When Greg Ramey took over as principal of C.A. Frost Environmental Science Academy in Nov. 2013, he asked his staff to think back to when they were students and list the most important attributes of their favorite teachers.

The answers were pretty much what he expected. Most mentioned nothing about curriculum or teaching methods. The answers focused on a sense that their teachers cared about them and whether they succeeded.

“When I first got here we had to work on some core understandings on what it takes to work here,” Ramey said in his soft eastern Kentucky drawl. “Beyond being a great teacher, you have to make sure that you love your kids and are committed to making sure every student in your classroom can be successful.”

Ramey came to Grand Rapids from a National Blue Ribbon high school in Morehead, Kentucky, a district from which he retired. But more important to Ramey is his former school’s designation by his home state of Kentucky as a “Great Place to Work and Learn.”Frost Principal Greg Ramey speaks with student Ronnie Mayfield

“I was more proud of that than I was the National Blue Ribbon because that speaks to the culture of a school,” Ramey said. “The most important thing I do is hire great people and train those in my building to be great, and for me that means making sure people are kind, loving and caring and that the kids know they are cared for by the people in this building and that doesn’t just mean the teachers.”
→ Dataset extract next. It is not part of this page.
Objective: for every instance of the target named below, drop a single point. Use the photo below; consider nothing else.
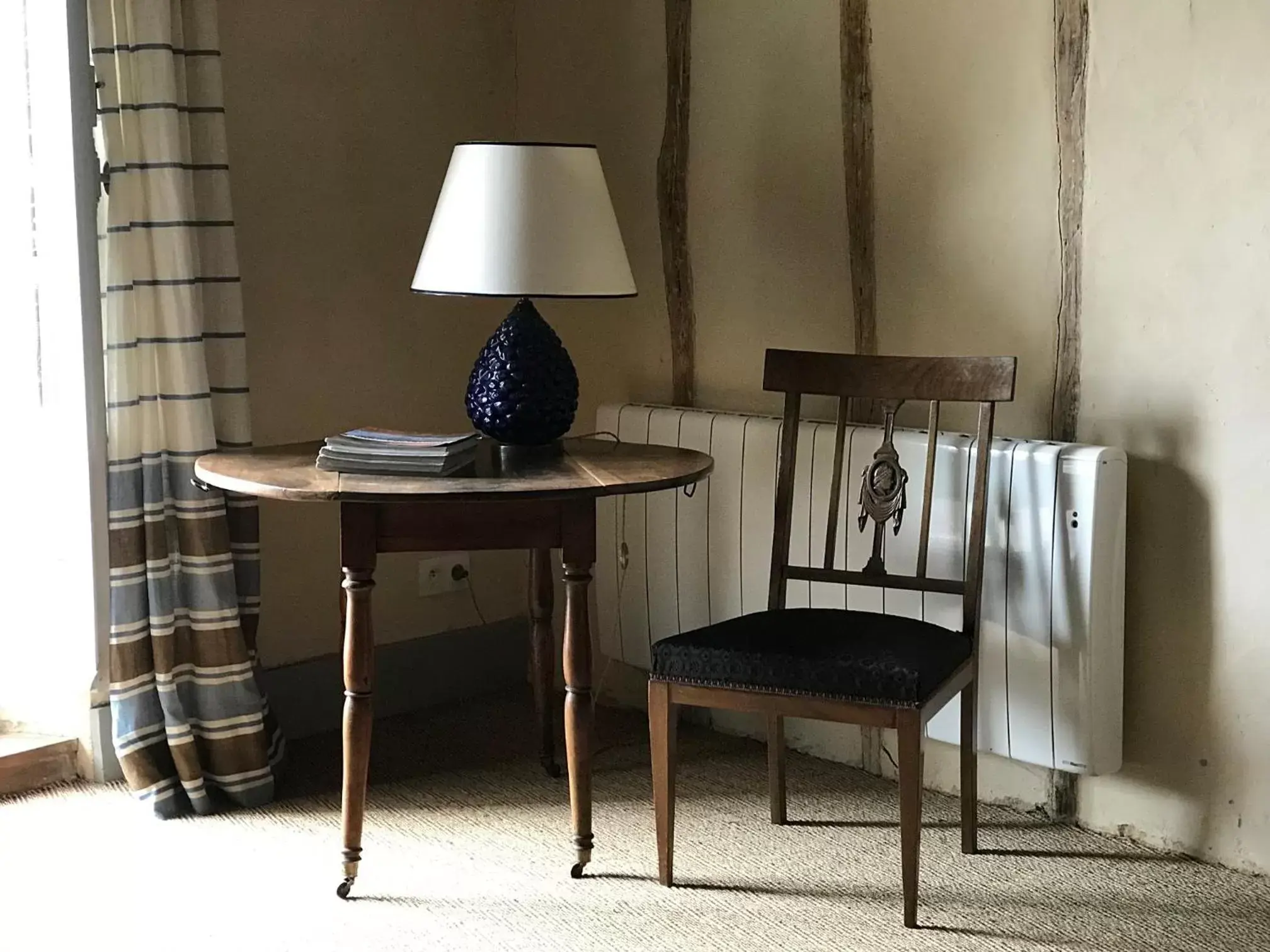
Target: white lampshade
(525, 220)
Parents say Ramey has done that, and then some. Nancy Haynes, immediate past president of the school’s PTA, recalled how the K-8 school at one time was losing half its students after fifth grade to the district’s specialty schools.

Ramey’s solution was to make the school a place parents would want their kids to attend for sixth through eighth grades. To do that, he sat down last school year with a group of fifth graders and asked them what their “dream sixth grade” would be.
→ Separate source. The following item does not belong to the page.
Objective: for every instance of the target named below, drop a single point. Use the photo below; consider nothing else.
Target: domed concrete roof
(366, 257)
The answer was a new curriculum focusing on the school’s environmental theme with an eye toward college prep and fulfilling the district’s Transformation Plan which calls for at least exploring the possibility of placing a small high school in the building. Ramey calls Frost a “school where no child is left inside.”

“He knew the kind of teachers we needed to form the cornerstone of what hopefully is going to be the cornerstone of a 6-12 school,” Haynes said. “And then he went out and got them.”

Aside from his formal training via a bachelor’s degree in computers and technology from Morehead State University, Ramey spent 12 years as a camp director at Camp Miniwanca near Shelby. Perhaps it’s his familiarity with often quirky summer camp culture that creates his unique mix of meaningful wit, compassion and self-deprecating humor.

Haynes, who was on a committee charged with finding Frost’s new principal last year, said at first she questioned whether the qualifications the school was seeking in its new leader could be found in a single individual. She quickly added Ramey’s unique set of talents has shown him more than qualified to be Frost’s principal.

Parent volunteer Suzannah Giffin decorates a bulletin board for a teacher at C.A. Frost

“Frost is kind of a unique school because while we’re committed to academics there’s also that outdoor component,” Haynes said. “When I looked at the qualifications we were asking for I wondered if it was almost too much to ask of someone, but when I met Greg I just felt that he really could do that and more.”

A walk through the school reveals a group of kids seemingly excited to learn and parents willing to help them. The school’s popularity among parents seeking high expectations for their kids is evidenced by it drawing 472 students this year, 85 more than district projections.

“We have an expectation for performance,” Ramey said. “There were a few kids who weren’t performing to their personal best, not even close, so we had to make a conscious decision to let some of them move on so we could make room for people who were willing to do that.”

The expectations apply to parents as well as students. Ramey has a creative way of making that clear.

“It’s important to me when I speak with the community to tell them I’m retired because I’m trying to make the point that I don’t need to be here,” he said. “I want to be here. I’m here for the right reasons and I want them to be here for the right reasons, too.”